Uno de los desafíos más críticos y preocupantes que enfrenta nuestra Amazonía en los últimos tiempos, es, sin duda, el avance de la minería ilegal. El precio del oro se mantiene en constante alza y, según las cifras más recientes, la minería ilegal genera pérdidas al país por más de 22,700 millones de dólares, lo que equivale al 2.5% de nuestro PBI. Estas nefastas cifras provienen de esta actividad y sus múltiples delitos conexos: crimen organizado, corrupción, mafias y sicariato; hasta la trata de personas, incluyendo atrocidades como el involucramiento de niñas y niños.
La minería ilegal sigue creciendo y la Amazonía se ve cada vez más infestada de dragas, mercurio, desbosque y contaminación. Este desastre ecológico y social traspasa fronteras como una plaga que invade también a Bolivia, Brasil y Colombia, uniéndonos en una triste hermandad regional, cuando nuestra afinidad debería ser por los ecosistemas y la naturaleza; hoy nos unen los delitos ambientales transfronterizos.
A la impunidad campante y la ilegalidad, se suma la cooptación de importantes espacios de decisión en nuestro país por mineros ilegales. En medio de este panorama, las preguntas surgen solas: ¿qué podemos hacer para frenar la minería ilegal?
Es necesario un abordaje como país, que sume a estrategias regionales con urgencia. Los operativos aislados contra las dragas son paliativos y no atacan los problemas estructurales. Los cambios normativos cumplen su rol, pero no tienen el efecto ni el impacto esperado. Debemos detener al monstruo. Evitar que siga creciendo y transformándose, poniendo en grave riesgo a nuestra biodiversidad.
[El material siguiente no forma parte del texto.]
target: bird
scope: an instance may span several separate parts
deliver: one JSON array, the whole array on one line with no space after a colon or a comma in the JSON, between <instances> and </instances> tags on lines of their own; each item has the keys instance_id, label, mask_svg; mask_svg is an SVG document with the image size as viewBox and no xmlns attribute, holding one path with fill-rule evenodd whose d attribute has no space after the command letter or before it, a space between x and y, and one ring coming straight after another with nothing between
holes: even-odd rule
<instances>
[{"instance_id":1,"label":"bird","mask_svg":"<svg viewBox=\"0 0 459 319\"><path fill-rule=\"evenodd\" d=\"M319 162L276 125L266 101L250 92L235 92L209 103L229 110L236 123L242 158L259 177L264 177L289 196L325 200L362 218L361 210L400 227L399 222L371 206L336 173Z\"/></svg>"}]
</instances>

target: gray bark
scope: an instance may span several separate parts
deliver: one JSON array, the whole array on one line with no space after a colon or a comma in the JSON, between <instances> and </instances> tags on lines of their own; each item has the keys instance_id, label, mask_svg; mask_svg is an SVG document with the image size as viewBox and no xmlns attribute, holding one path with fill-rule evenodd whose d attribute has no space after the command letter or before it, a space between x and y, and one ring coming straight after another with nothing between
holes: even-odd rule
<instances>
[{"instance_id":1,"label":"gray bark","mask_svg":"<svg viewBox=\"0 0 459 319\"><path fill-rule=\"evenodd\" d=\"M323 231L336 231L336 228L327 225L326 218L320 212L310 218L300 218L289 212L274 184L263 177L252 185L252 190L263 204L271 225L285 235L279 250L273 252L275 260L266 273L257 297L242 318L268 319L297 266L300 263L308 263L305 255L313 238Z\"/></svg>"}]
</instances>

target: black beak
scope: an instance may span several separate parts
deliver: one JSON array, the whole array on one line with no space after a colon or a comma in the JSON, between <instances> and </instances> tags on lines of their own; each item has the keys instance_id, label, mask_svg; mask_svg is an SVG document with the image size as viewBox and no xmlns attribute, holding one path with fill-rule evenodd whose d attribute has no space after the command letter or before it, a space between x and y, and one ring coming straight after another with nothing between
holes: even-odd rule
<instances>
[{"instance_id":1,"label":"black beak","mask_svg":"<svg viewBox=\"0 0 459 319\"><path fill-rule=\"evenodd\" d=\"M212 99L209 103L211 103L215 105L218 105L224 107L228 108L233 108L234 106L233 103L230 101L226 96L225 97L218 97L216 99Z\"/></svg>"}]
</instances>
Pensar en estrategias más grandes y multisectoriales parece ser la clave: tener una visión país, un compromiso político a gran escala que contribuya a cortar la cadena de la minería ilegal en todos sus eslabones, sin importar su peso, poder o injerencia; incluyendo a todos aquellos involucrados en esquemas de corrupción, pues ellos son los que alimentan al monstruo.
Pese a su importancia, más allá de hablar de cifras, de la cantidad de mineros involucrados, de las hectáreas afectadas, de la contaminación e impacto de la minería ilegal o del éxito o fracaso de diversos operativos; urge concentrarnos en la estrategia a mayor escala, involucrando a todas las regiones afectadas por la minería ilegal, que han venido atacando el problema con las mismas acciones usadas en Madre de Dios, pero sin éxito, porque el veneno se sigue esparciendo sin control por ríos y bosques, impactando millones de vidas a su paso.
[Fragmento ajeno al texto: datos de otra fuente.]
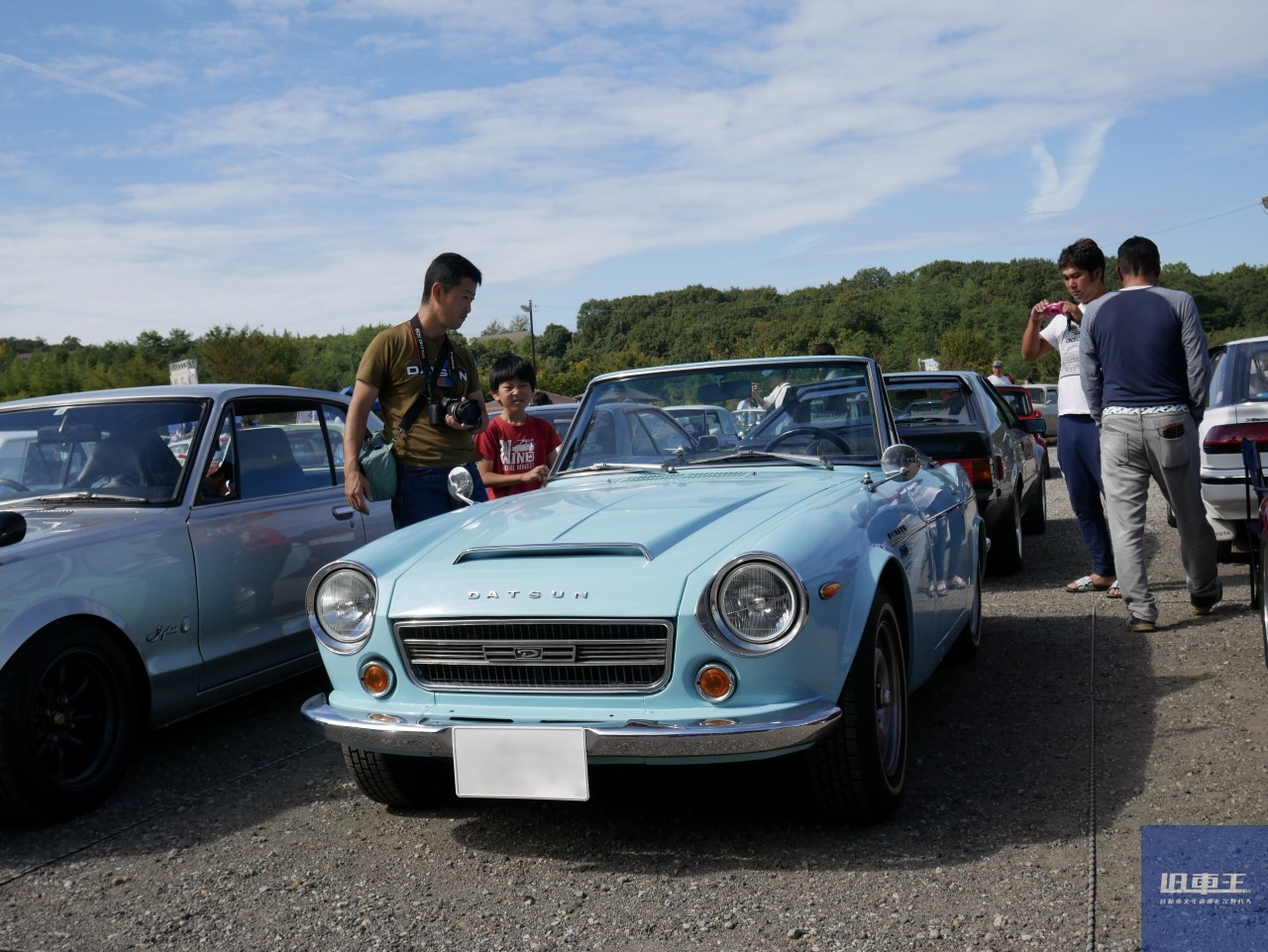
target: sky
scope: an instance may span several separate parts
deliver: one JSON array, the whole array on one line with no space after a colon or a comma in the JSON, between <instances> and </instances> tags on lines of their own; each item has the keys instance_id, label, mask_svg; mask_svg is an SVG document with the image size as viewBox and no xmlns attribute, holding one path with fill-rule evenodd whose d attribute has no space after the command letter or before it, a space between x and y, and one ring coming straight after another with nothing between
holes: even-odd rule
<instances>
[{"instance_id":1,"label":"sky","mask_svg":"<svg viewBox=\"0 0 1268 952\"><path fill-rule=\"evenodd\" d=\"M0 337L407 319L1055 260L1268 264L1268 5L0 5Z\"/></svg>"}]
</instances>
Cuando deberíamos concentrarnos en destinar nuestros recursos para mejorar la educación o fortalecer nuestros débiles sistemas de salud, claves para nuestro desarrollo con inclusión social; nos toca luchar contra la ilegalidad que no debería ser formalizable, sino más bien sancionada ejemplarmente, algo que no sucederá mientras persisten intereses cuestionables en la clase política que no escucha a la ciudadanía preocupada por este problema, que mira con asombro sin saber qué hacer, todo lo que seguimos perdiendo como país, y como una región que comparte la maravillosa cuenca amazónica.
La solución debería ser pensada entonces con un enfoque sistémico, apoyada con una decisión política clara y la visión técnica de proteger nuestro patrimonio natural.